Every now and then I get the question: why does Unitrends charge $0.25/GB/month  for its cloud service when I can buy cloud storage for less than that from Google, AWS, Azure, and other cloud services?  It’s a great question – with a pretty simple and compelling answer.

Google, AWS, and Azure all sell inexpensive cloud based storage for a series of fees based on combinations (depending upon the vendor) of input, output, storage used, compute used (if any), and other factors.  For that, you get to push your local data through your WAN via a RESTful protocol to a series of “buckets” of cloud storage.  When you need your data, you need to pull data back from those “buckets” of cloud storage via a RESTful protocol through your WAN back to your local data.

Depending upon the on-premise to cloud software used, you have various amounts of what is called WO/WA(WAN Optimization / WAN Acceleration) that is going on.  The best possible WAN optimization and acceleration occurs when you have computation going on at the source (your on-premise appliance) and at the target (the replication target.)

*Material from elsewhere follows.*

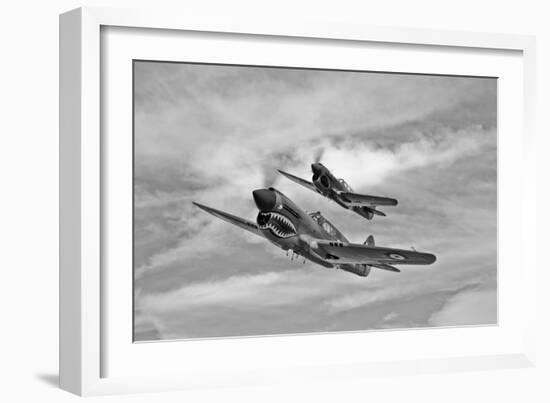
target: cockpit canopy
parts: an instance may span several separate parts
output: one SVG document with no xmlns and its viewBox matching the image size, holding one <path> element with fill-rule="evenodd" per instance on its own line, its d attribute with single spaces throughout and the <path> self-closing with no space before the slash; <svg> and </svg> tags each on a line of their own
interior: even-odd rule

Pretty technical, huh?  Let’s simplify. The primary reason for the difference in cost is the difference in functionality.  A cloud service allows the transfer of backup data from your on-premise device to a location in the cloud.  When you need that data, you’re going to be at the mercy of the WAN bandwidth between where you’re recovering that data and where it is stored on some server within the cloud.  For those cloud providers that offer physical shipment of your data to you (which is the fastest way to transfer a few terabytes typically), the SLAs (Service Level Agreements) of the cloud providers are “flexible” – which is a nice way of saying that they aren’t guaranteed.  In addition, there are different policies by different cloud vendors regarding things like seeding – or putting terabytes of data into the cloud quickly using physical media rather than waiting weeks or even months for the first backup to be replicated into the cloud.

The Unitrends cloud has very strict SLAs and coupled with our support offerings enables you to receive a fully loaded new appliance very quickly.  It also handles both source-level and replication target-level deduplication to optimize WAN bandwidth as much as possible and to reduce the storage load – in other words, you’re getting not just storage but compute in our cloud.

With all of this said, here’s the way to get some of the cheapest possible cloud storage with Unitrends.  Sign up for a Dropbox business account, which is $795 per year for unlimited storage (because you only need one user on the account.)  Set up a computer with a NAS share, install Dropbox and point it to the NAS share, archive to the mounted NAS share from the Unitrends appliance using our D2D2D (Disk-to-Disk-to-Disk) archiving functionality, and let Dropbox replicate that to the Dropbox cloud.

This gives you two things: Fast archive recovery from the local Dropbox-based computer with the NAS, and your backup archives put into the cloud at a ridiculously low price.  How low a price?  If I’m backing up 5TB a year, I’m doing so at a price of less than 1.4 cents/terabyte; 10TB is at a price of less than 0.7 cents/terabyte.

This works with any integrated cloud storage provider that allows sufficient file size to handle tertiary backups.  The negative is of course that your WAN bandwidth isn’t as optimized as it would be for another solution.  And if you lose your local premise, it’s going to take a long time to recover that data (depending upon your WAN bandwidth.)

Let us know if you know of other tips and tricks for “absolutely lowest cost cloud storage without regard for RTO (Recovery Time Objective) or RPO (Recovery Point Objective.)”


  1. What if I don’t plan to recover anything at all and want to store something for compliance reasons, would unitrends be open to integrate with storage systems like amazon’s glacier and provide us with an archive service at 1c/G?

    1. Kamsey: Great question! We integrate with those services today via the AWS Cloud Gateway and our archiving functionality. In the future, we’ll also provide REST API compliance for your direct management of this. One note on economics – because we run into this all the time. Remember that $0.01/GB/month is $120/year and that Glacier is a back-end to S3 and other charges apply and that you’ll need to manage the S3/Glacier archiving yourself. Also note that the integrated cloud gateway aspect is an add-on cost as well. One reason some folks are using Dropbox, which is an interface to S3 as well (which I’m sure you know) is that at $795 for unlimited per year you don’t have to become aware of some of this detail.

      1. What happens to your ability to recover the “Dropboxed” data if the PC or the NAS fail? So you put a new PC in place and a new NAS and then re-connect to the dropbox account and syncronize. But will Unitrends recognize the archived data as legitimate and be able to recover from that dataset, the same way that it would if the PC and NAS had not failed?